If you watched the first democratic presidential debates, you might think that the sky was falling on our economy. I realize that many of us don’t speak Spanish yet, so were unable to understand some of the discourse. Never fear, a Democratic victory in 2020 would create re-education camps for you to learn Spanish, as well as Newspeak. The vitriolic garbage that came out of the mouth of Elizabeth Warren and others bashing corporate America should send a chill down your spine.
By association, Warren hates you and your business. As the seed grows into the tree, so does the small business become a corporation. By her systemic acerbic rhetoric, her detestation of companies has its genesis in you. After all, her resentment of small business is not just tangential, it is verbal. In her infamous diatribe, “You didn’t build that on your own” speech, she manifests her hostility by stating that you couldn’t have done what you did without help from her and the state.
How do you like that? This mean-faced, clipped-haired demagogue is Hillary Clinton in sheep’s clothing, having the same contempt for the “deplorables” that will vote against her as well.
The democratic debate was a chance for themselves to attack each other, instead of Trump. No mention of how well the economy was doing, especially for small businesses. All you heard was that this economy is not working for everyone. Hello. It never will work for everyone. That is doublespeak for taking a hunk of money from you, and giving it to them to redistribute, because they know better what to do with it than you. Transgender bathrooms, for example.
According to a recent Wilmington Trust survey, owners of privately held businesses appeared pleased with President Trump’s economic policies, with 59% of respondents “strongly or somewhat” backing the administration’s approach.
Candidates like Pete Buttigieg, mayor of South Bend, Indiana, will try to compare running a city to running a business, which is somewhat laughable. The government of South Bend neither produces a product nor a service. Its sole livelihood depends upon you, the taxpayer. There is not a factory, to use the nomenclature of Warren, and ultimately that means there is no incentive for profit, which they despise anyway. Does that sound a lot like your small business?

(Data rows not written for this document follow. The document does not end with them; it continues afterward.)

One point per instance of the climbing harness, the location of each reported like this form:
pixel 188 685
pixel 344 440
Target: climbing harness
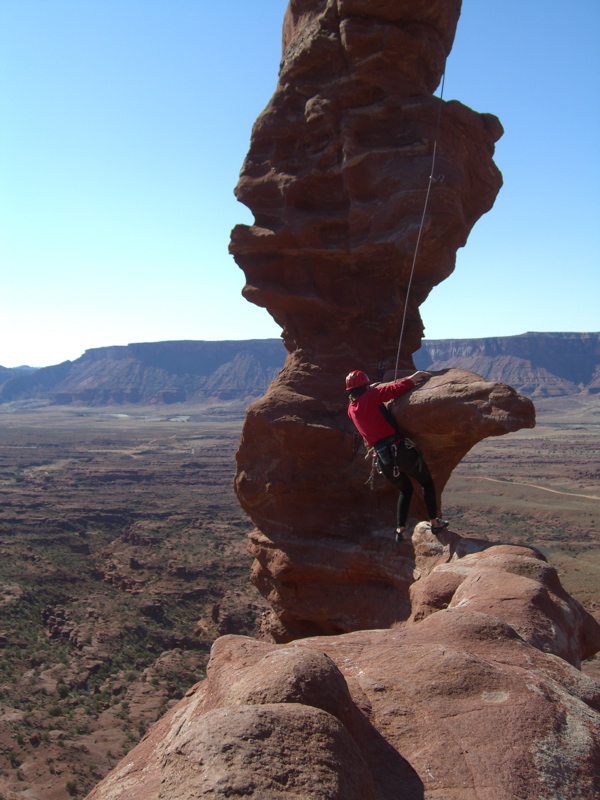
pixel 432 180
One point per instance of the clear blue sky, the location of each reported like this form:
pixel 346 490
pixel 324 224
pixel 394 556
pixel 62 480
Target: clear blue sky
pixel 124 123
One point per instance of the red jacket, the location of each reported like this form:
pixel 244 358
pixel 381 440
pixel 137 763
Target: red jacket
pixel 367 417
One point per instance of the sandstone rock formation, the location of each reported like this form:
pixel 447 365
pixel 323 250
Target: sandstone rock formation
pixel 473 699
pixel 326 559
pixel 336 177
pixel 537 364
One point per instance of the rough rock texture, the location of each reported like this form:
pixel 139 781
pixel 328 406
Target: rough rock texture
pixel 326 559
pixel 473 701
pixel 336 177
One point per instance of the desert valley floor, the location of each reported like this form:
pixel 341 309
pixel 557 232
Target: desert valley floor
pixel 122 557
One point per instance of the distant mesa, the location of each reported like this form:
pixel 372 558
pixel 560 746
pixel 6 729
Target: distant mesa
pixel 153 373
pixel 536 364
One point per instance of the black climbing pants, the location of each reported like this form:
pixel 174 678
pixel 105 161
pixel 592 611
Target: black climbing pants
pixel 403 462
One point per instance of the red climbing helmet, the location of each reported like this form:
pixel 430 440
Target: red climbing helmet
pixel 356 379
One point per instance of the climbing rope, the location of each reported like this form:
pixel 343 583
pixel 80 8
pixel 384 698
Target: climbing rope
pixel 431 181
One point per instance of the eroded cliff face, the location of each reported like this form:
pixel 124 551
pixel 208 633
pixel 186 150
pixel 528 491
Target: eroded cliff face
pixel 476 697
pixel 336 176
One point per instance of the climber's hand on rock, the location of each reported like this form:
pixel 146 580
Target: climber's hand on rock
pixel 419 376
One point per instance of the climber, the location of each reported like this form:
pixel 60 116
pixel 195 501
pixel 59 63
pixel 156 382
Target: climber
pixel 397 457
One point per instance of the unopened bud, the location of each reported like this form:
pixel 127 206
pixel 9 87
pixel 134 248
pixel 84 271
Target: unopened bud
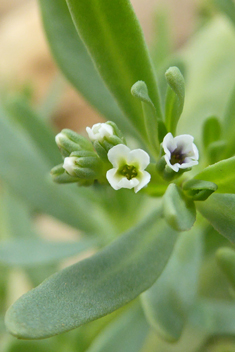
pixel 59 175
pixel 105 136
pixel 69 141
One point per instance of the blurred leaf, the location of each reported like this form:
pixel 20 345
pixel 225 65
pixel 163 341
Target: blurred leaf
pixel 140 91
pixel 214 317
pixel 26 252
pixel 96 286
pixel 162 43
pixel 210 63
pixel 178 210
pixel 27 174
pixel 222 174
pixel 199 190
pixel 174 98
pixel 74 60
pixel 38 129
pixel 211 131
pixel 226 260
pixel 216 151
pixel 219 210
pixel 227 7
pixel 168 302
pixel 229 124
pixel 112 34
pixel 126 334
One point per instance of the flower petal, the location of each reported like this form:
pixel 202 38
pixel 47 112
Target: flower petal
pixel 125 183
pixel 174 167
pixel 113 178
pixel 184 143
pixel 99 131
pixel 118 153
pixel 169 144
pixel 139 157
pixel 145 178
pixel 69 164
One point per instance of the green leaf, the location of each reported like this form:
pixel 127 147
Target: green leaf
pixel 174 98
pixel 162 44
pixel 214 317
pixel 38 129
pixel 199 190
pixel 210 78
pixel 169 301
pixel 74 61
pixel 229 124
pixel 140 91
pixel 222 174
pixel 219 210
pixel 16 219
pixel 178 210
pixel 26 172
pixel 126 334
pixel 114 39
pixel 216 151
pixel 227 7
pixel 26 252
pixel 95 286
pixel 211 131
pixel 226 260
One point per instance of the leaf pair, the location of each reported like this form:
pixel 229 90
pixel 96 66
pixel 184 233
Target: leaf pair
pixel 95 286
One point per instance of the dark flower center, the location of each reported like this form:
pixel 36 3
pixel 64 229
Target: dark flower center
pixel 177 157
pixel 129 171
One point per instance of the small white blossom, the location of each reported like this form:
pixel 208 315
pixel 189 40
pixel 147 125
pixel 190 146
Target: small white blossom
pixel 129 165
pixel 99 131
pixel 69 165
pixel 58 138
pixel 181 152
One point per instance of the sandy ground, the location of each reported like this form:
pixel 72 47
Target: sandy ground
pixel 25 57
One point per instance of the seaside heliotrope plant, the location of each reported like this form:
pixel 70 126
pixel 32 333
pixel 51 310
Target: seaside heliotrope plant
pixel 153 209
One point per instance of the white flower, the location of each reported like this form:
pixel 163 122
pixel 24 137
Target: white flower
pixel 129 165
pixel 181 152
pixel 69 165
pixel 99 131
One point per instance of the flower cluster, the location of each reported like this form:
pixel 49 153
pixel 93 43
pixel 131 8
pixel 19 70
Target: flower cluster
pixel 181 152
pixel 88 160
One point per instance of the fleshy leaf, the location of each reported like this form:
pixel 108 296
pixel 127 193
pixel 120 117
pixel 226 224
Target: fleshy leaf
pixel 126 334
pixel 95 286
pixel 36 127
pixel 74 61
pixel 178 210
pixel 26 252
pixel 140 91
pixel 198 189
pixel 222 174
pixel 211 131
pixel 219 210
pixel 209 80
pixel 114 39
pixel 229 124
pixel 227 7
pixel 226 260
pixel 174 99
pixel 169 301
pixel 26 172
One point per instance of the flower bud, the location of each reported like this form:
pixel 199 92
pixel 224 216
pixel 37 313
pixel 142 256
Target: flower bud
pixel 84 165
pixel 59 175
pixel 69 141
pixel 105 136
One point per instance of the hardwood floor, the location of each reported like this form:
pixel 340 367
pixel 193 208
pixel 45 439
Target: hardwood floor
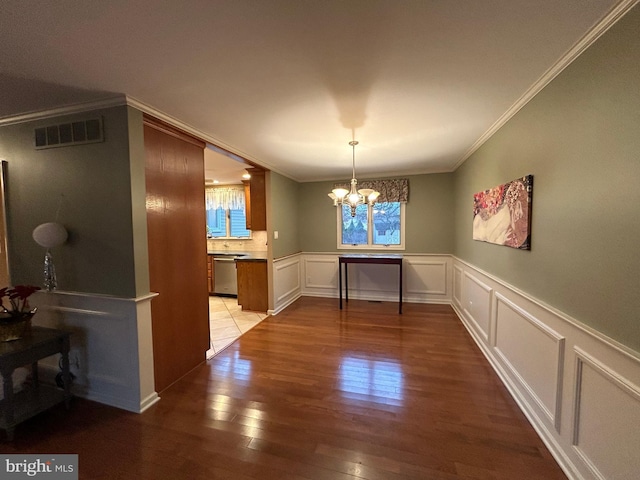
pixel 315 393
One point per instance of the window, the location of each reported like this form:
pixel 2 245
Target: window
pixel 226 216
pixel 378 226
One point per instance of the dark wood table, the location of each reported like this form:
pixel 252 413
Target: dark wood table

While business owners still back Trump, their primary fears focus on the current uncertain business climate. One could say that their trilogy of doom would be a recession, followed by deleterious trade policy and inflation. “Small businesses have benefited from the Trump approach,” said Tony Roth, chief investment officer at Wilmington Trust. “They don’t see a recession coming.” Ultimately, the biggest positive that can be taken from these survey results is that small business supports Trump in 2020. With the economy riding along just fine, and no recession in sight, the status quo is good for business and the markets. However, should Warren or one of the Democrats take over, all bets are off the table.